The harmonica starts out as an ordinary block of wood until a cutting machine cuts chambers into both sides, called the comb. Reeds are inserted into a plate, which a tuning specialist checks using a nail file to sand down any reed that isn’t tuned perfectly. Then, the reed plate is put on top of the comb, a cover is sandwiched on both sides, and a mouthpiece is added.

The process of creating this popular foil involves the process of repeatedly thinning out a large block of aluminum. First, a huge block of pure aluminum is melted in a natural gas furnace for three to eight hours. After it is solidified, the block—which is more than 14 feet tall and weighs more than 16,000 pounds—is put through high-pressure machines to crush and thin the material until it goes from almost 18 inches to just two-tenths of an inch thick.

What lies inside these childhood bracelets may surprise you. Some—more often than not the cheaper kind—are made from recycled tape measures with a fabric cover placed over it.

To make rope, fibers are squeezed together to create three bundles. These are then attached to a wheeled machine sent from one end of the factory to the other, more than 1,000 feet away. This is done in order to stretch and tighten the rope into twists and is known as the rope walk.

A beekeeper extracts honey from beehives by first spraying the hive with smoke in order to disrupt the bees’ “alarm pheromone,” which they use to warn each other of danger.
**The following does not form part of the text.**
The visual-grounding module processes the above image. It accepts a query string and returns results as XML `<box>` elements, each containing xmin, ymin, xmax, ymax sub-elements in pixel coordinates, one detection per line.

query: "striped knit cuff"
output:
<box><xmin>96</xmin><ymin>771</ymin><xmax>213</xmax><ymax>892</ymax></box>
The smoke also initiates the bees’ “house on fire” response, which is to go into the hive and start eating up all the honey so they can take it with them. Slowed by food and not sharing panic warnings, they’ll be more docile for the honey extraction. The hive consists of removable wooden frames so the beekeeper can easily remove the honeycomb and brush the bees off each frame, blow them off with an air compressor or leaf blower, or install “escapes” that allow a bee to exit but not come back in. At the factory, frames are spun in a machine to extract all of the honey from the cells.

Kernels at the factory are put into a machine that vibrates and has powerful pans, causing the grain to float on air. The kernels that don’t do this are discarded. A half-pound of kernels is then tested at 446 degrees Fahrenheit. To pass the test, the kernels must expand 44.5 and a half times their original volume.

The first step to making matches involves combining gelatin capsules with other chemicals to create a binder for the match head compound. This takes 40 minutes. Then, a machine dips numerous splints into the mixture for five seconds to create the match.

After this holiday treat’s mixture of corn syrup and other ingredients is created and stretched, the 100-pound block of red and white strips is put through machines to thin out the concoction. At this point in the process, the sugar mixture is loose and bendable, and moves through the conveyor belt in a wave-like fashion while being twisted into rope. Lastly, the cane is cooled and hardened.